Uruguayan footballer (born 1965)

José Batlle Perdomo Teixeira (born 5 January 1965) is a Uruguayan former professional footballer who played as a midfielder.

Born in Salto, he started his career with Club Atlético Peñarol in 1983, being later noted in 1989 by Genoa head coach Franco Scoglio during a South-American scouting visit, being signed by the rossoblu together with fellow Uruguayans Carlos "Pato" Aguilera and Rubén Paz. Perdomo, who was expected to be a mainstay of the Genoa midfield line, played 25 unimpressive matches, being remembered only for his lack of pace and acceleration, as well as excessively playing aggressively. His poor performances later led Vujadin Boškov, head coach of crosstown rivals Sampdoria, to one of his famous quotes, declared just before the 1989–90 city derby:
"If I unleash my dog, it plays better than Perdomo."

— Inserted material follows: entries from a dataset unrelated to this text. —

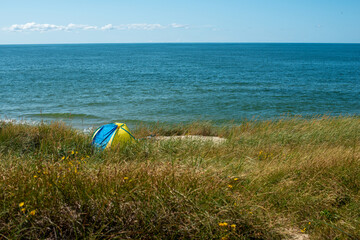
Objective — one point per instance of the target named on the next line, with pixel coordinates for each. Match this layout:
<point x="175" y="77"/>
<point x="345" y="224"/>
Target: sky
<point x="145" y="21"/>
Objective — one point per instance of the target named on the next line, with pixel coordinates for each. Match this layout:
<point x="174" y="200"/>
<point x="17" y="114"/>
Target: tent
<point x="111" y="135"/>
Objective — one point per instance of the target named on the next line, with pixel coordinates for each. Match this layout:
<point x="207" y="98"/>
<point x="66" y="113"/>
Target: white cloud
<point x="175" y="25"/>
<point x="36" y="27"/>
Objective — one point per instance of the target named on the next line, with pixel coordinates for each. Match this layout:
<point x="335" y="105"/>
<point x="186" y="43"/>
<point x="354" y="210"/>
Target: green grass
<point x="269" y="180"/>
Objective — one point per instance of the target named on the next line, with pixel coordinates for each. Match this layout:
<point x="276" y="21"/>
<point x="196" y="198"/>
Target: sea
<point x="87" y="85"/>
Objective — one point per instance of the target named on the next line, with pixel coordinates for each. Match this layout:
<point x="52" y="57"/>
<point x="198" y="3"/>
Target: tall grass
<point x="270" y="180"/>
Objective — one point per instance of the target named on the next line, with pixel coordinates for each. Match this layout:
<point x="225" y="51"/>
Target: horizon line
<point x="84" y="43"/>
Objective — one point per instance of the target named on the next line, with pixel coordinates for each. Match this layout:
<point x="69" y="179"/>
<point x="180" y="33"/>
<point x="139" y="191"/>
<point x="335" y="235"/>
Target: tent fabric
<point x="112" y="134"/>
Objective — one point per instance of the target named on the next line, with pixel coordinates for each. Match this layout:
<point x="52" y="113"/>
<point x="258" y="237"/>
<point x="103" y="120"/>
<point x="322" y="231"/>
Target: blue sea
<point x="86" y="85"/>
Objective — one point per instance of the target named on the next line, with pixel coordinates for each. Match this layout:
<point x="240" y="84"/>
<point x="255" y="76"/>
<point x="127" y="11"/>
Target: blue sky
<point x="117" y="21"/>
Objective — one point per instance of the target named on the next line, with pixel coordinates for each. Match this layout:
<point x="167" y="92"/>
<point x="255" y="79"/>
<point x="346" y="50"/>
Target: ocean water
<point x="90" y="84"/>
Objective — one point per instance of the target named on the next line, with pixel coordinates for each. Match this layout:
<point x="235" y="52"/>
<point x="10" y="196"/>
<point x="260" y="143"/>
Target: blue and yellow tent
<point x="112" y="134"/>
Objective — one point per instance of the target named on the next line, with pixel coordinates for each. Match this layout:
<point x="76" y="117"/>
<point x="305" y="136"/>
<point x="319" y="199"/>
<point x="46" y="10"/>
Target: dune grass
<point x="288" y="178"/>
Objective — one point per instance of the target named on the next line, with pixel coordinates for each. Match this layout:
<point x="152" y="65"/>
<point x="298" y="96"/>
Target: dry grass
<point x="290" y="178"/>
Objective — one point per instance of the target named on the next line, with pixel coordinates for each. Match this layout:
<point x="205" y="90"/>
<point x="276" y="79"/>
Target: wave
<point x="63" y="116"/>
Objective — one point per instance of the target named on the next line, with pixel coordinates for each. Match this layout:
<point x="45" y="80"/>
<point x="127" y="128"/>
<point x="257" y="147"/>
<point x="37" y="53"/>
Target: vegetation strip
<point x="269" y="180"/>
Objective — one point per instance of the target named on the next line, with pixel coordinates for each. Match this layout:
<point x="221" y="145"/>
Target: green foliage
<point x="268" y="180"/>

He was sold to Spanish side Real Betis for the 1990–91, where he made just six appearances, scoring one goal. He moved to Gimnasia y Esgrima La Plata one year later. A notable incident during this spell saw him score a goal against local rivals Estudiantes, which was celebrated so vigorously that it registered as an earthquake on the seismological equipment at the La Plata Astronomical Observatory 600 meters away. From this Perdomo gained the nickname Terremoto (earthquake). He retired in 1994 after a season with Peñarol.